Slow down, you move too fast
Yes, that’s Ludwig van Beethoven over there, but I’m channelling Simon & Garfunkel. So what does “feelin groovy” have to do with writing for business or educational purposes?
Back in 66, the groovy pair sang:
“Slow down, you move too fast You got to make the morning last.”
You, the writer, have to make everything you write last – not, perhaps, deathless prose, but clear and making sense – so that your message lasts and stays in your reader’s mind.
This week I followed a link to a contender for best typo of 2017. Despite being a highly reputable new biography of Ludwig van Beethoven, a crucial typo changed the composer’s life story dramatically. Referring to his struggles with increasing deafness, the author wrote “Despite being dead [my emphasis], he continued to write music . . .” Amazingly brave and persistent of Beethoven–his music literally living after him.
This possible Typo of the Year highlights the vital importance of proofreading everything you write. Proofreading, like any worthwhile activity, takes time. It cannot be done in a rush to meet a deadline.

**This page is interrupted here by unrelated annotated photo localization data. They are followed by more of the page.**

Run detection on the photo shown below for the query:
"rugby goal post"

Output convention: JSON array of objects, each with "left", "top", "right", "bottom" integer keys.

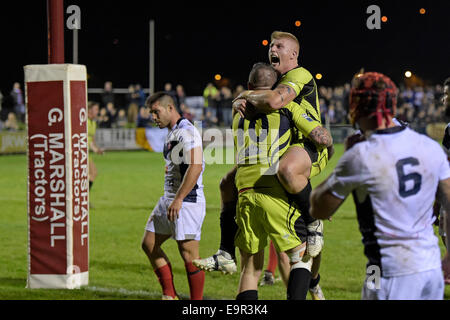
[{"left": 25, "top": 64, "right": 89, "bottom": 289}]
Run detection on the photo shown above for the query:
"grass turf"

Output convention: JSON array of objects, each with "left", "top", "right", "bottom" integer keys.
[{"left": 0, "top": 145, "right": 448, "bottom": 300}]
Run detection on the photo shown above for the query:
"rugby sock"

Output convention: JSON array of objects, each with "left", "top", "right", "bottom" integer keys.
[
  {"left": 310, "top": 273, "right": 321, "bottom": 289},
  {"left": 236, "top": 290, "right": 258, "bottom": 300},
  {"left": 89, "top": 181, "right": 93, "bottom": 190},
  {"left": 290, "top": 182, "right": 315, "bottom": 225},
  {"left": 219, "top": 201, "right": 238, "bottom": 259},
  {"left": 287, "top": 268, "right": 311, "bottom": 300},
  {"left": 185, "top": 262, "right": 205, "bottom": 300},
  {"left": 266, "top": 241, "right": 278, "bottom": 275},
  {"left": 154, "top": 263, "right": 177, "bottom": 299}
]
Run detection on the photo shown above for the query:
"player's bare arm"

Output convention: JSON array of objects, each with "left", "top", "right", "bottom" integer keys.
[
  {"left": 233, "top": 84, "right": 297, "bottom": 116},
  {"left": 308, "top": 126, "right": 333, "bottom": 148},
  {"left": 437, "top": 177, "right": 450, "bottom": 282},
  {"left": 310, "top": 179, "right": 344, "bottom": 220},
  {"left": 168, "top": 146, "right": 203, "bottom": 222}
]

Festina lente –‘make haste slowly’– is a piece of advice that’s been around since the ancient Greeks and Romans, and re-echoed by many great writers. A paraphrase of it is ‘More haste, less speed’.The 17th century French poet and critic Nicolas Boileau applied this maxim to writing, especially poetry.A translation of his poem reads:
Slowly make haste, and without losing courage;
Twenty times redo your work;
Polish and re-polish endlessly,
And sometimes add, but often take away
Now, you might well be writing poetry (I do), but generally your writing is intended to informative, educative, or promotional. In all these cases, the last thing you want is a typo or an inappropriately chosen word to kill your message stone-deaf dead.
Another typo example from the web, this time an Australian university’s online newsletter, describing their art gallery function space as “the perfect sitting for your next event.” Just one wrong letter making their intention fuzzy. You have to hope they have enough chairs in the gallery, if patrons at all events must be sitting.
Festina lente; Make haste slowly; Slow down, you move too fast; can all be summed up in the old carpenter’s adage: “Measure twice, cut once.” Taking it slowly, taking time to read through several times (and get someone else to read it through, too) to make sure everything is correct and as intended, will save you time and embarrassment later having to fix unforced errors.’